Things are going to get bad eventually because of the tax structure. Money flows uphill due to profit and interest payments from the working class to the rich, so my question is: where will the money come from?
They say the problem with socialism is that we eventually run out of other people's money, but the irony is that it's the opposite: it's capitalism where we run out of other people's money because if the rich are in the business of getting richer, then where is the money coming from??? Are people dying and giving up their money to the rich? Who is giving up their wealth?
The only way someone can get richer is if someone else is getting poorer or else new money is being created via the issuance of debt.
Without the redistributive taxes of the 50s , 60s, and 70s, the working class had to go into debt to replace that lost money ever since Reagan cut taxes on the rich. And since money flows uphill via profits and interest on the debt, where will new money come from when their credit is finally tapped?

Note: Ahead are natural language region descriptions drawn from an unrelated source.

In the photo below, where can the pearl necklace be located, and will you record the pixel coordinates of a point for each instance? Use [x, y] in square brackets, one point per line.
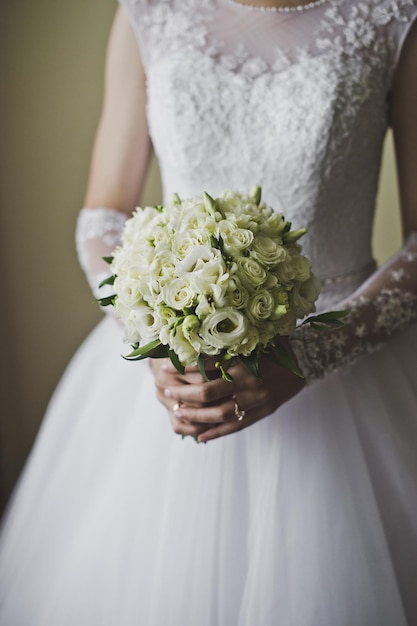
[300, 7]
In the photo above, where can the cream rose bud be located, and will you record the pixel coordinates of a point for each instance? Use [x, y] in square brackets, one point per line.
[183, 242]
[163, 266]
[190, 327]
[268, 251]
[261, 305]
[235, 239]
[178, 293]
[248, 345]
[147, 323]
[224, 328]
[285, 326]
[250, 272]
[301, 266]
[174, 337]
[128, 291]
[284, 272]
[237, 295]
[204, 307]
[274, 225]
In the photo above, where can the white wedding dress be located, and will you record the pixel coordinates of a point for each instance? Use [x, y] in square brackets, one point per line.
[308, 517]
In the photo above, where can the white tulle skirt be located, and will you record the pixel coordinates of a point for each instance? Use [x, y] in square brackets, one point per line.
[307, 518]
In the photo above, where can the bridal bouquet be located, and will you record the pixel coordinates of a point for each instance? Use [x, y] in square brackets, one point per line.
[203, 277]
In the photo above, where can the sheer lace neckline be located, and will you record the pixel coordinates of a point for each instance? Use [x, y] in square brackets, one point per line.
[284, 9]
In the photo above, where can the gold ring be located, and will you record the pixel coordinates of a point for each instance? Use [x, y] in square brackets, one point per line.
[240, 414]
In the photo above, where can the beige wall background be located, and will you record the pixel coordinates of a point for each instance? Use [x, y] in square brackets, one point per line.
[51, 68]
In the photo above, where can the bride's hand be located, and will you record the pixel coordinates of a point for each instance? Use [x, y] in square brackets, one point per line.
[210, 410]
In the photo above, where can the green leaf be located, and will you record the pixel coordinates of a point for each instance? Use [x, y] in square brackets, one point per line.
[251, 363]
[223, 370]
[145, 351]
[176, 362]
[107, 281]
[201, 363]
[285, 358]
[294, 235]
[107, 301]
[327, 321]
[256, 194]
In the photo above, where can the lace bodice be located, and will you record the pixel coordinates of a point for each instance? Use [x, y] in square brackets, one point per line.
[293, 100]
[297, 101]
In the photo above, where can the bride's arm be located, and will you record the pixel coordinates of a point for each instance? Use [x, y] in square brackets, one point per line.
[383, 306]
[387, 302]
[120, 156]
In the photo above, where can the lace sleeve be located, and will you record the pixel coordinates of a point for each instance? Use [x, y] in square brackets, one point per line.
[384, 305]
[98, 233]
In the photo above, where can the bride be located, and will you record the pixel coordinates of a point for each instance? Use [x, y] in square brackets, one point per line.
[302, 508]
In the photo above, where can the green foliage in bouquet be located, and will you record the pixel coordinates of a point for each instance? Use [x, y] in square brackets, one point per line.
[221, 279]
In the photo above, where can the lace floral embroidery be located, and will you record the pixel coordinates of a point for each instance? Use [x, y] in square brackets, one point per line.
[373, 319]
[97, 234]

What caused the 2008 meltdown was oil and food prices getting so high that consumers couldn't pay their debt and then the whole house of cards came down. Essentially, they ran out of money.... we ran out of other people's money to give to the rich.
That was the prime cause of the Revolutionary War according to Franklin. King George demanded taxes paid in gold, but no one had gold because they were using Colonial Scrip. People were starving, so they went to war.
Parliament hurriedly passed the Currency Act of 1764. This prohibited colonial officials from issuing their own money and ordered them to pay all future taxes in gold or silver coins. In other words, it forced the colonies on a gold and silver standard. This initiated the first intense phase of the first "Bank War" in America, which ended in defeat for the Money Changers beginning with the Declaration of Independence, and concluded by the subsequent peace Treaty of Paris 1783.
For those who believe that a gold standard is the answer for America's current monetary problems, look what happened to America after the Currency Act of 1764 was passed.
Writing in his autobiography, Franklin said: "In one year, the conditions were so reversed that the era of prosperity ended, and a depression set in, to such an extent that the streets of the Colonies were filled with unemployed."
Franklin claims that this was even the basic cause for the American Revolution.
As Franklin put it in his autobiography: "The Colonies would gladly have borne the little tax on tea and other matters had it not been that England took away from the Colonies their money, which created unemployment and dissatisfaction."
https://archive.org/stream/TheMoneyMasters/Money_Masters_djvu.txt
Likewise in the Civil War the South was reliant on cotton and commodities, but the North had some spat with France over tariffs and the South had enough and wanted out because people were starving. The Civil War had nothing to do with slavery and Lincoln himself said if he could end the war without freeing a single slave, he would do so. The SCOTUS had already ruled before the war even started, so slavery was a nonissue.
Dred Scott v. Sandford, 60 U.S. (19 How.) 393 (1857), also known as the Dred Scott case or Dred Scott decision, was a landmark decision by the United States Supreme Court on US labor law and constitutional law. It held that "a negro, whose ancestors were imported into [the U.S.], and sold as slaves",[2][3] whether enslaved or free, could not be an American citizen and therefore had no standing to sue in federal court;[4][5] and that the federal government had no power to regulate slavery in the federal territories acquired after the creation of the United States. https://en.wikipedia.org/wiki/Dred_Scott_v._Sandford
So why would they be fighting over slavery 4 years later? They weren't. The fight was about individualism vs collectivism... states rights vs national rights... the same fight that is going on today in nationalism vs globalism.
There may have been a war in the 1930s as well since people were starving once again, but FDR saved the day. The first thing he did was ban gold 1 month after taking office and 2 months later he started the FDIC which guaranteed banking deposits. Then he jacked up taxes on the rich and started Social Security. Unfortunately we had a World War in the 40s, but afterwards the US saw an unprecedented spurt of economic growth and birth of a Middle Class which endured until Reagan planted the seeds of its demise.
Trump is simply repeating history, undoing what FDR did, and returning us to conditions that existed before wars began. He may have good intentions, but he's just too ignorant of history to avoid repeating it.
I doubt we'll see a war or mass starvation, but conditions will deteriorate one day and probably very quickly like a tornado from nowhere on a bright sunny day. When consumers run out of money to give the rich, that will be the breaking point, just like 2008.
The fed has the tools to fight downturns as a result of legislation from 2008, but all they can really do is buy bonds, which does give money to the middle class through military spending and other gov programs if they buy directly from the treasury, but last time they bought bonds it was from Goldman Sachs. Ideally they should print money and send it to the lower classes, but that would be a hard pill for people to swallow. Not even the BOJ has done that! Only the rich can have welfare and everyone else gets the scraps that fall from the table in trickle down.
When prices and interest rates go up, that will be the end because consumers can't bear it.